For director Tara Johns, her debut feature The Year Dolly Parton Was My Mom could really be considered a pan-Canadian film. “I’ve never felt more Canadian than when I was making this film,” says the filmmaker, who would describe her own identity as pan-Canadian too. “I feel it’s an expression of where I came from, but also where I am now.”
A self-professed “Prairie girl at heart” who was raised in Alberta and Saskatchewan, Johns spent 14 of 29 shooting days filming her debut feature, The Year Dolly Parton Was My Mom, in Manitoba last spring, with a crew from Quebec. The rest of the film was shot in Montreal, making the film a true interprovincial production.

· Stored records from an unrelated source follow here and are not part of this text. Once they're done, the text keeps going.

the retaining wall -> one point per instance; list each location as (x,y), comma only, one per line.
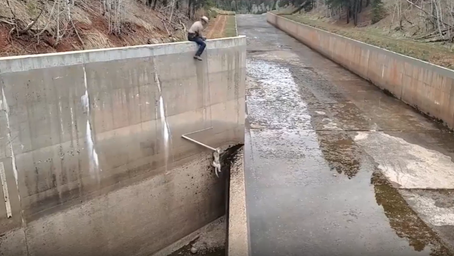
(422,85)
(88,164)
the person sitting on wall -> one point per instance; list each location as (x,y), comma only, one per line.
(195,35)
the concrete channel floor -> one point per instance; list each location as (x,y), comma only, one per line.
(333,165)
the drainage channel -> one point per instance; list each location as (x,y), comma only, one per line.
(215,239)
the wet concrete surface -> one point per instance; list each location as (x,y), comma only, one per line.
(333,165)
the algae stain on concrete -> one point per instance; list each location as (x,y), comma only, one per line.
(404,220)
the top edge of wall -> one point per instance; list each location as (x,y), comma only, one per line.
(40,61)
(445,71)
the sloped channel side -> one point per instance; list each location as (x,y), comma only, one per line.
(425,86)
(91,156)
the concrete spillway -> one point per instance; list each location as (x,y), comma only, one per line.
(92,161)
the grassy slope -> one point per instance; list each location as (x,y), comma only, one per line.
(433,53)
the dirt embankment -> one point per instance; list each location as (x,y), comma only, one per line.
(83,24)
(221,26)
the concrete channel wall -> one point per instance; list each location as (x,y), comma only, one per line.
(91,156)
(420,84)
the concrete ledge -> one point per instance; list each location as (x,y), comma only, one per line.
(425,86)
(238,231)
(41,61)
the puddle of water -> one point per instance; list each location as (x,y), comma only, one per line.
(404,220)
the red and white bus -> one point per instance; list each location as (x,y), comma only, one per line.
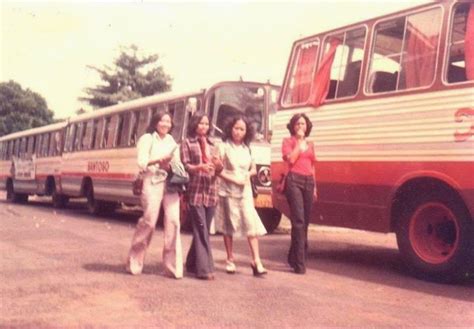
(98,160)
(30,163)
(392,103)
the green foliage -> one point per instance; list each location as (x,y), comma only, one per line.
(128,79)
(21,109)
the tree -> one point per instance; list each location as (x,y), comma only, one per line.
(21,109)
(128,79)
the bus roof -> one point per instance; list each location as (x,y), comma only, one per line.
(373,19)
(34,131)
(134,104)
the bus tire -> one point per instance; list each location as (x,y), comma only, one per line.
(270,218)
(14,197)
(94,207)
(59,200)
(435,237)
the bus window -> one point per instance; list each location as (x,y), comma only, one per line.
(94,127)
(16,149)
(106,133)
(143,121)
(123,129)
(23,147)
(52,145)
(404,55)
(158,108)
(79,136)
(113,126)
(71,132)
(134,119)
(31,145)
(228,101)
(458,64)
(177,111)
(303,64)
(193,105)
(272,109)
(58,142)
(45,146)
(100,131)
(87,135)
(347,63)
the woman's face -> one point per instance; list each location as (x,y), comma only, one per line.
(300,127)
(238,131)
(164,125)
(203,126)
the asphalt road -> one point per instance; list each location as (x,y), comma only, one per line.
(64,268)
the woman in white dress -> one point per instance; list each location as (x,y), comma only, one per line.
(235,211)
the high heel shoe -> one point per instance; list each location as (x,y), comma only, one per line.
(258,270)
(230,267)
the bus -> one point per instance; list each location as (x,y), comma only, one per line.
(30,163)
(98,156)
(392,104)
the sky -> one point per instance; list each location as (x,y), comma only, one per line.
(46,46)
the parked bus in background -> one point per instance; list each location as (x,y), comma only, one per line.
(99,155)
(392,103)
(30,163)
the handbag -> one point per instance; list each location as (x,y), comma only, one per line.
(282,183)
(137,185)
(253,184)
(178,178)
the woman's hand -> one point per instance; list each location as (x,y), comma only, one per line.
(218,165)
(206,167)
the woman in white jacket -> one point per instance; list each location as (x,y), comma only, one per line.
(155,150)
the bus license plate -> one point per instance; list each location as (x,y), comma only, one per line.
(263,201)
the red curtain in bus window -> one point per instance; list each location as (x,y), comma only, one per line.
(323,76)
(469,44)
(303,74)
(420,58)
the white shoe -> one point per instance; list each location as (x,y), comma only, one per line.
(134,266)
(230,267)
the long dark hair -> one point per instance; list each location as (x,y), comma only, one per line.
(294,119)
(157,118)
(194,122)
(249,134)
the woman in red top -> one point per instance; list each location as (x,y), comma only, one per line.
(300,188)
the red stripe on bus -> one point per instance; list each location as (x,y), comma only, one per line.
(118,176)
(392,173)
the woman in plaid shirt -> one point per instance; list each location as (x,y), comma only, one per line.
(197,155)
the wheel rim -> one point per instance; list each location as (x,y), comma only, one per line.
(434,233)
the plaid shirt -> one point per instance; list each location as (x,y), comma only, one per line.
(201,189)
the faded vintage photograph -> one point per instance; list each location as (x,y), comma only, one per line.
(236,164)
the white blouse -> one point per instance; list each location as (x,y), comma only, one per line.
(152,147)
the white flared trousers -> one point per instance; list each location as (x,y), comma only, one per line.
(153,196)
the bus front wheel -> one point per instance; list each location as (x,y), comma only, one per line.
(270,218)
(14,197)
(435,237)
(59,200)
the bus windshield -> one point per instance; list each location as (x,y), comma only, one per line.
(229,100)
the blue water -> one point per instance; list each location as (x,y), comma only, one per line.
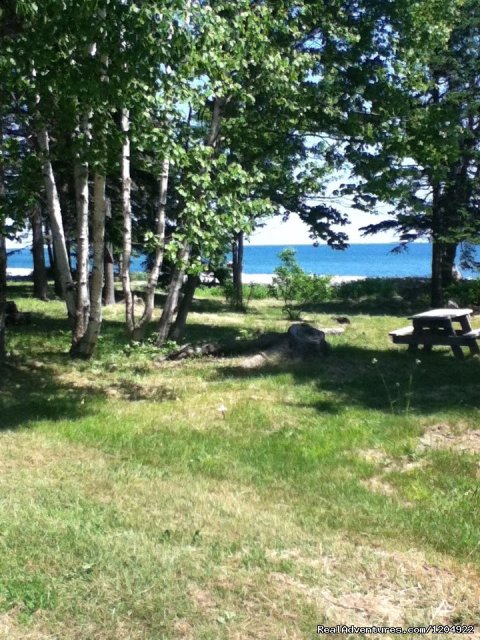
(372,260)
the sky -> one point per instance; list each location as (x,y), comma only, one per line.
(294,231)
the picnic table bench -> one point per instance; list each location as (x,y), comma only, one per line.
(436,327)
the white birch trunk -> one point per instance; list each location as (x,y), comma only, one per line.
(109,285)
(171,302)
(83,302)
(85,347)
(139,332)
(127,222)
(56,226)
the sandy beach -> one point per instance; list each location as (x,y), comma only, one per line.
(247,278)
(266,278)
(17,272)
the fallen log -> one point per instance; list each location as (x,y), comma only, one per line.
(300,341)
(13,316)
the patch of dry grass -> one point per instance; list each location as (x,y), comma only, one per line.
(164,557)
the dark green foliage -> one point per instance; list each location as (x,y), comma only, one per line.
(293,285)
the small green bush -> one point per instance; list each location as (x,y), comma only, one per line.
(293,285)
(465,292)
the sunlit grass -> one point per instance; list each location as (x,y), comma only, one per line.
(133,508)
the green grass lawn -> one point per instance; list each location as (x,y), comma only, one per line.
(130,507)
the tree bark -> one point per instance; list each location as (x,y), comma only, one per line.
(127,222)
(448,263)
(237,268)
(139,331)
(85,347)
(109,286)
(173,295)
(82,290)
(3,290)
(178,328)
(56,225)
(40,283)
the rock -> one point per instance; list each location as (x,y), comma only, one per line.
(306,341)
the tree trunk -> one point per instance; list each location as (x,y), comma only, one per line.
(139,331)
(177,330)
(127,223)
(3,293)
(237,268)
(436,291)
(83,301)
(173,295)
(56,225)
(85,347)
(448,264)
(108,263)
(40,284)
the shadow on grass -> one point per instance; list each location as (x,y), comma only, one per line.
(28,396)
(383,381)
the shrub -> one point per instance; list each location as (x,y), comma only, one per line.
(293,285)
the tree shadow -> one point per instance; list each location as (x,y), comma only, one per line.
(380,380)
(30,395)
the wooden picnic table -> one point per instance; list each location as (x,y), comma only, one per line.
(436,327)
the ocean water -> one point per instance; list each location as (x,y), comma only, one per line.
(371,260)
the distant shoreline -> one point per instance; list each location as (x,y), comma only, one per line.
(267,278)
(247,278)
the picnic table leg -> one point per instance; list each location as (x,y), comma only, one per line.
(473,346)
(457,351)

Now out on DVD, the movie was selected to close both the Rendez-vous du Cinéma Québécois this past spring and, more recently, the inaugural Eastern Townships Film Festival this past August. For Johns, this has been a culmination of both a personal and literal journey, spanning the country’s eastern and western halves — a “manifestation of the Trudeauian dream.”
“While from the Prairies, I always had a need and desire to speak French and know Quebec,” she says. “I certainly feel this movie is a very western Canadian film, it being set in Manitoba — yet I can’t help but be influenced by the cultural humidity of Quebec.” (Certainly Claudine Sauve’s rich, dense cinematography evokes other recent Quebec productions, such as 2010’s moody Curling.)

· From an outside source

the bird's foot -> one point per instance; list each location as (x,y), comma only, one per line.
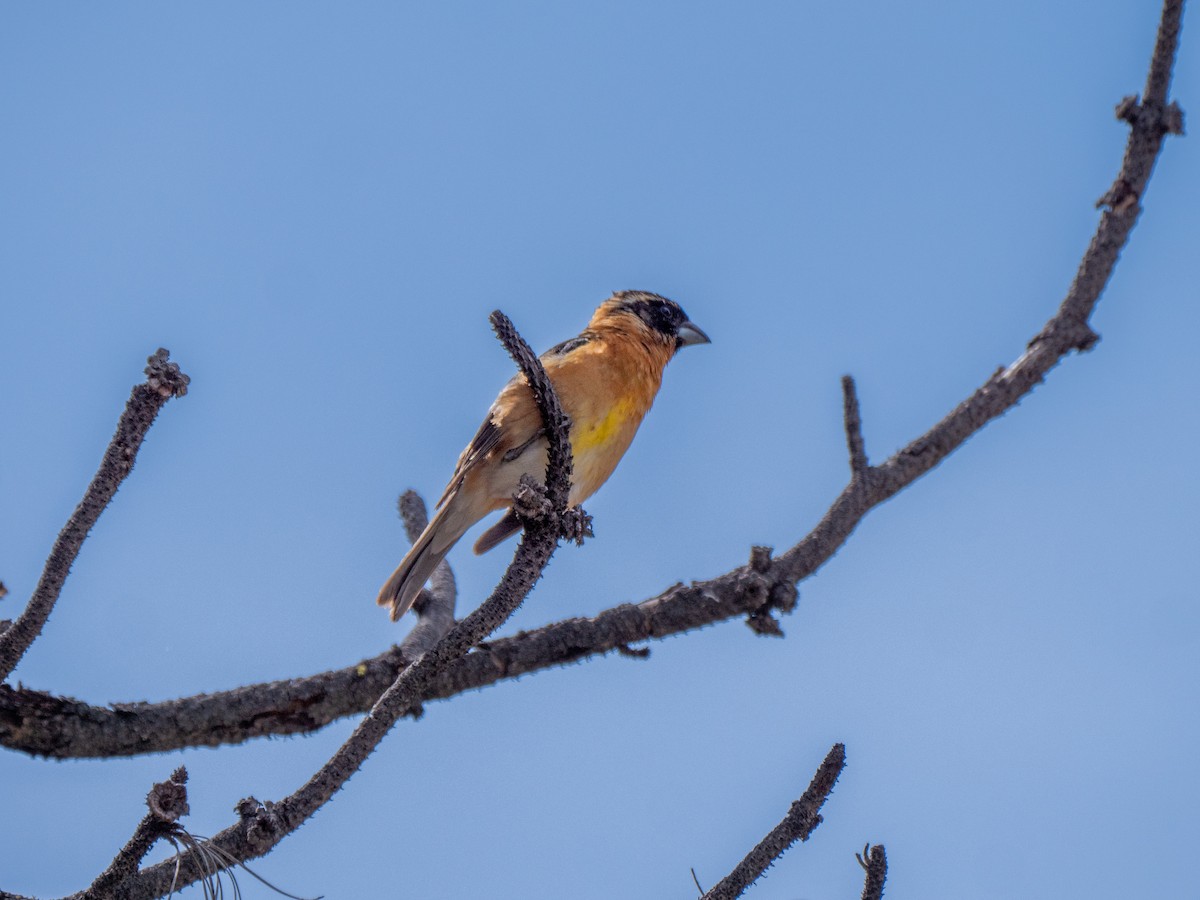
(576,525)
(531,503)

The Year Dolly Parton Was My Mom concerns the pre-teen Elizabeth (Julia Sarah Stone), who in 1970s Winnipeg becomes convinced her mom is actually the titular country music star. After an enormous family secret is revealed at home, she hops on her bike and attempts to ride to meet Parton in Minneapolis.
It was in an imaginative “flash” that the premise first came to Johns. “I was looking for an idea for a short, and had an image of a mother and daughter driving in a car,” she says. The experience cross–pollinated with Johns’s own childhood “what-if?” musings concerning Canadian icon Joni Mitchell — a friend of her mother’s. “I especially wondered whether Mitchell could, you know, possibly maybe be my mom after I learned she’d given up a daughter for adoption.”

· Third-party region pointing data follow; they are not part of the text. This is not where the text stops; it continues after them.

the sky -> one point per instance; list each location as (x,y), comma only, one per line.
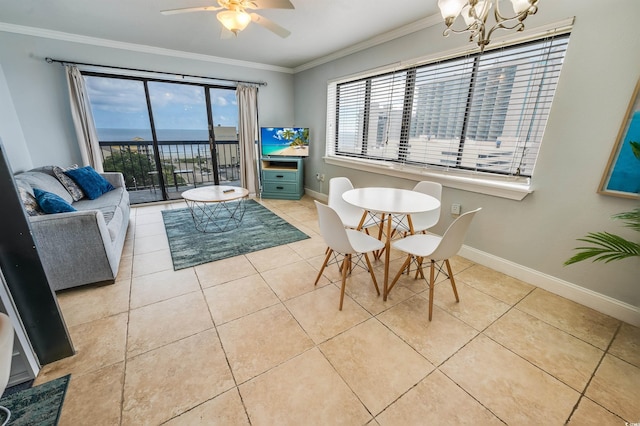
(121,103)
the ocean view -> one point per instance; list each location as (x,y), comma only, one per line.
(130,135)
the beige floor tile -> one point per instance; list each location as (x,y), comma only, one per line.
(615,386)
(577,320)
(260,341)
(84,304)
(223,410)
(238,298)
(225,270)
(475,307)
(148,263)
(558,353)
(164,322)
(293,279)
(436,340)
(375,363)
(274,257)
(512,388)
(305,390)
(163,285)
(437,400)
(494,283)
(95,398)
(125,268)
(626,345)
(311,247)
(151,243)
(149,229)
(360,288)
(170,380)
(98,344)
(589,413)
(318,314)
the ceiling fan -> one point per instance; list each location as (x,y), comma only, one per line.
(234,17)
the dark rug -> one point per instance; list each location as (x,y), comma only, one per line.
(260,229)
(40,405)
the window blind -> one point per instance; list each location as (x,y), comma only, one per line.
(483,112)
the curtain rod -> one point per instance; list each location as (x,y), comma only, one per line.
(62,62)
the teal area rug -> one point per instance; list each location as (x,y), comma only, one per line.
(260,229)
(40,405)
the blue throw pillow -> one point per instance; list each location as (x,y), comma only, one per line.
(92,183)
(51,203)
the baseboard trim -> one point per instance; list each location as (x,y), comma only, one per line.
(597,301)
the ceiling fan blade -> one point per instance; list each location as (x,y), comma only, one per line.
(190,9)
(270,25)
(270,4)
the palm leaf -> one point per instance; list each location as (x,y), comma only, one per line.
(605,247)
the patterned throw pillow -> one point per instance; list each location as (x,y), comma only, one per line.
(74,190)
(91,182)
(51,203)
(30,203)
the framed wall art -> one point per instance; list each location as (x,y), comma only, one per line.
(622,174)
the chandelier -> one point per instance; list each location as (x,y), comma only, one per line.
(476,12)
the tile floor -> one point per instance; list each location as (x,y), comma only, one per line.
(250,340)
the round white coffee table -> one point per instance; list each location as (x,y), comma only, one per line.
(216,208)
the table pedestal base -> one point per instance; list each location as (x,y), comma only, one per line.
(217,216)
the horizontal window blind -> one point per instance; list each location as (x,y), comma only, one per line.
(484,112)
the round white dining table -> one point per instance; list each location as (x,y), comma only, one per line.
(393,204)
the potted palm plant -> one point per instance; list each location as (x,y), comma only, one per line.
(607,247)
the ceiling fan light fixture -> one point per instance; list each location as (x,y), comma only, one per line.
(234,20)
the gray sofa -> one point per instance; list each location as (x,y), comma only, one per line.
(84,246)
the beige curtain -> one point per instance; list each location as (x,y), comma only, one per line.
(247,136)
(83,119)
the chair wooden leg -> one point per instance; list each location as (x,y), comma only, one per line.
(453,282)
(345,266)
(324,265)
(373,276)
(431,285)
(400,271)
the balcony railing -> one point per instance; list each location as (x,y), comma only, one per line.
(184,165)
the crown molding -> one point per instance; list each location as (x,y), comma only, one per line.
(94,41)
(413,27)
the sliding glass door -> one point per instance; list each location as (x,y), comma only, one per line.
(165,137)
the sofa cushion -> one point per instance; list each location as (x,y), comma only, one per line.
(29,201)
(72,188)
(44,182)
(51,203)
(92,184)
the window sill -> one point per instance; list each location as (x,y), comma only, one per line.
(504,187)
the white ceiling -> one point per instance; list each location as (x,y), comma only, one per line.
(319,28)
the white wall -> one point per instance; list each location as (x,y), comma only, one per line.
(38,91)
(538,233)
(11,135)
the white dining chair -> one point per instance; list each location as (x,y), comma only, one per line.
(347,243)
(350,215)
(422,221)
(436,249)
(6,354)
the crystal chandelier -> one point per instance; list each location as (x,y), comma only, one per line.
(476,12)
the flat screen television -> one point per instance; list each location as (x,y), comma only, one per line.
(284,141)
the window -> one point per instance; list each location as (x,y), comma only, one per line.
(483,113)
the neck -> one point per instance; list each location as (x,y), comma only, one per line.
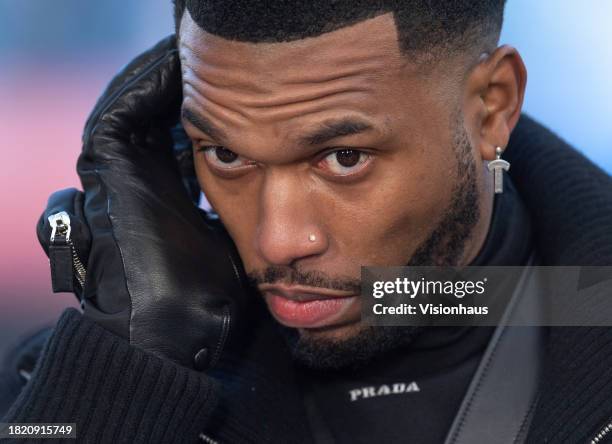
(481,229)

But then Johns heard the real Parton on the radio — the first time the filmmaker had heard the singer speaking. “I found her strong and feminist, in addition to being feminine,” Johns says. “She was a paradox that way. She certainly would have been a good role model for me when I was 10 or 11.”
Johns admits that she didn’t have Winnipeg in mind while first writing the script — even though she always entertained a prairie setting. She’d only been to the city on one previous occasion, when she’d been stuck in a motel on the outskirts. Yet she was amazed at how Manitoba “felt so much like home” — despite Manitobans proving themselves of slightly different stock from Saskatchewanians, as well as Albertans. “They have a dry sense of humour that I love,” she laughs. “But all Prairie people share a certain pragmatism, I find. I feel very affected by this part of the country. While we were making the film I thought, ‘Man! I could live here!’ If I didn’t have a family, that is.... I guess you can’t totally leave a place.”